Negli ultimi 12 mesi il rame ha fatto spaventare a più riprese gli investitori. A luglio dello scorso anno ha toccato il livello più basso da novembre 2020, ma dopo pochi mesi ha cominciato a riprendersi poiché gli investitori si sono nuovamente riversati sui metalli ciclici in risposta a un dollaro più basso e alle crescenti speranze di una riapertura della Cina.
Attualmente (14 aprile), a 9.080 dollari per tonnellata, il metallo rosso sembra intrappolato in una fascia di prezzo da cui non riesce ad uscire, ne verso il basso ne verso l’alto.
In questo contesto gli investitori si domandano se il prezzo attuale sia un’opportunità di acquisto o se sia più redditizio vendere. Vediamo cosa ne pensano alcuni tra gli analisti più influenti…
Le tendenze a lungo termine…
Cominciamo con il dire che, oltre alla ripresa della domanda dopo la pandemia, ci sono diverse tendenze a lungo termine che hanno sostenuto il rame. Una di queste è la transizione verso l’energia pulita, un processo che richiede grandi quantità di rame che viene utilizzato per il cablaggio dei veicoli elettrici e nei pannelli solari. L’aumento dei prezzi del petrolio e del gas sta facendo crescere i costi operativi per i produttori di rame, ma sta anche accelerando la transizione energetica e, a sua volta, aumentando la domanda di metallo.
Il boom della domanda di manufatti durante la pandemia, soprattutto nel settore dell’elettronica e degli elettrodomestici, ha ingigantito i consumi di rame mentre la produzione mineraria non è riuscita a tenere il passo, squilibrando il rapporto tra domanda e offerta.

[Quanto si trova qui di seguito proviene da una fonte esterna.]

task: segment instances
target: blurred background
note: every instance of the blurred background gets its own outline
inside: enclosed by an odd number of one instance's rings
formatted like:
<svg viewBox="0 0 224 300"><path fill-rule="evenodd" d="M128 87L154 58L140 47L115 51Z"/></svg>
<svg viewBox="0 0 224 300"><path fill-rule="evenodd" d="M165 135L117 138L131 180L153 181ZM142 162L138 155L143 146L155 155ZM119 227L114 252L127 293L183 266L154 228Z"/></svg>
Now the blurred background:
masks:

…e le tendenze a breve termine
Al contrario, nel breve termine, molti fattori sembrano sfavorevoli per il metallo rosso. Gli aumenti aggressivi dei tassi di interesse da parte delle banche centrali per combattere l’inflazione potrebbero rivelarsi massacranti per l’economia globale. Secondo Goldman Sachs e Bank of America, la Federal Reserve americana (FED) potrebbe aumentare i tassi di interesse altre tre volte nel corso di quest’anno.

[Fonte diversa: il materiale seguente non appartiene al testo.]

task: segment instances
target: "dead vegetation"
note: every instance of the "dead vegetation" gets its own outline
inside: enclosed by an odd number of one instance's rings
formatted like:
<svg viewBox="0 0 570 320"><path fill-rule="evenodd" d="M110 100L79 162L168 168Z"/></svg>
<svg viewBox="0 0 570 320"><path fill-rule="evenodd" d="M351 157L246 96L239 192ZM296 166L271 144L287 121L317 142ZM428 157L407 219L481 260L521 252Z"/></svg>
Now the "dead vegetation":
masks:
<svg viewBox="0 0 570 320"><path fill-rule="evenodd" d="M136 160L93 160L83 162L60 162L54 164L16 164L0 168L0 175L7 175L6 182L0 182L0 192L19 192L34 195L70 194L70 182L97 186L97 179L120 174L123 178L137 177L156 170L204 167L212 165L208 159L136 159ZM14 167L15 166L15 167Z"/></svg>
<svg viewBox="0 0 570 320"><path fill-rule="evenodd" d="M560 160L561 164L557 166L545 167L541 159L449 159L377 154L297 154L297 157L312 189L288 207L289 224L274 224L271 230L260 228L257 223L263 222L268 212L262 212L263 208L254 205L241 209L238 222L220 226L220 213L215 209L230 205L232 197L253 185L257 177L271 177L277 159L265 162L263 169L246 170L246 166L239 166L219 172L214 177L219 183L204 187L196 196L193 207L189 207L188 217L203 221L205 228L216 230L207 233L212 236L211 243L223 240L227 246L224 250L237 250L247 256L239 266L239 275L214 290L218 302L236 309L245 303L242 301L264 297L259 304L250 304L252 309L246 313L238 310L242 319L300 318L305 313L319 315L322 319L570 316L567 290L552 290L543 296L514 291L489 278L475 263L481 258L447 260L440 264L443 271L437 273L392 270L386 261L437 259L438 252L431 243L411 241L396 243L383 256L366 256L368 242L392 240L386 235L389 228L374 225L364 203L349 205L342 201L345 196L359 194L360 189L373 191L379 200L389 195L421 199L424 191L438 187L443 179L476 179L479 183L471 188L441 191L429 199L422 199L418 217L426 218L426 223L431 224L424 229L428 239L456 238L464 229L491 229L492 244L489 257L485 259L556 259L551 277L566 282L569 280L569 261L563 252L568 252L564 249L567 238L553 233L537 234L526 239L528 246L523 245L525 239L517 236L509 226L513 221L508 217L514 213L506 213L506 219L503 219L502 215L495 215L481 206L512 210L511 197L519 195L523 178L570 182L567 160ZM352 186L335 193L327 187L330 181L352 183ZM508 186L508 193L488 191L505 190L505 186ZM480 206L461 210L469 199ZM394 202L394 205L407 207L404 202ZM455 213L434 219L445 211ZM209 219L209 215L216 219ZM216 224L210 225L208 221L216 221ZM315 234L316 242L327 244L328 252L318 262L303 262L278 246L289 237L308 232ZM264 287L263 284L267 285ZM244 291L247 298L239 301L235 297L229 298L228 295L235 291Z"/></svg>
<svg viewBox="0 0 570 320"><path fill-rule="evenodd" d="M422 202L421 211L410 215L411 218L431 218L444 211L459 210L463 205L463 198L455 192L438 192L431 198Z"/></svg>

In Cina, invece, ci sono altri problemi. Il Caixin Manufacturing Purchasing Managers’ Index (PMI) è salito a 49,2 a gennaio da un minimo di tre mesi di 49,0 a dicembre, ma si è assestato al di sotto delle previsioni di mercato di 49,5. L’offerta e la domanda cinesi si sono indebolite, la domanda estera è rimasta fiacca, l’occupazione è diminuita e la logistica non si è ripresa del tutto, mentre la quantità di acquisti è diminuita. Tuttavia, il sentiment di mercato ha continuato a migliorare poiché le imprese si aspettano una ripresa economica post-Covid (a gennaio l’ottimismo del mercato è stato al massimo in quasi due anni).
Ecco cosa prevedono gli analisti
In questo contesto fatto di luci e ombre, le opinioni degli analisti sulle sorti del rame sono contrastanti.

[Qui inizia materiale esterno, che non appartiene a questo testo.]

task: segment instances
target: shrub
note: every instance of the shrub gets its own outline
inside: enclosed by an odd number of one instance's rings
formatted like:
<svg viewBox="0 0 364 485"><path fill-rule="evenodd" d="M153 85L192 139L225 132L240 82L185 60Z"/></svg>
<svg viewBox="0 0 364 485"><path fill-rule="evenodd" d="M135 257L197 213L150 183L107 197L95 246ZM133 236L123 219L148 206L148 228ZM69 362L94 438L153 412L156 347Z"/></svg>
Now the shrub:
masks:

Secondo CapitalDOTcom, l’obbiettivo di prezzo per la prima metà di quest’anno è di 10.000 dollari per tonnellata. Si tratta di un livello raggiunto a novembre scorso, quando le autorità cinesi hanno annunciato per la prima volta l’allentamento delle restrizioni Covid.
Saxo Bank è un po’ meno ottimista e prevede che nei prossimi mesi vedremo il rame assestarsi in un intervallo compreso tra 8.300 e 10.500 dollari, prima di raggiungere un nuovo record durante la seconda metà dell’anno.
Ribassista invece Trading Economics che prevede prezzi a 8.800 dollari entro la fine del trimestre in corso e vicino agli 8.000 dollari tra 12 mesi. Anche gli analisti di Fitch Solutions non sono troppo ottimisti e pensano che il rame potrebbe raggiungere una media di 8.800 dollari a tonnellata nel 2023 e 8.000 dollari nel 2024.
Nelle sue ultime previsioni sulle materie prime (ottobre 2022), la Banca Mondiale prevedeva che la media dei prezzi scendesse nei prossimi anni da 8.700 dollari a tonnellata nel 2022 a 7.300 dollari nel 2023 e a 7.361 dollari nel 2024.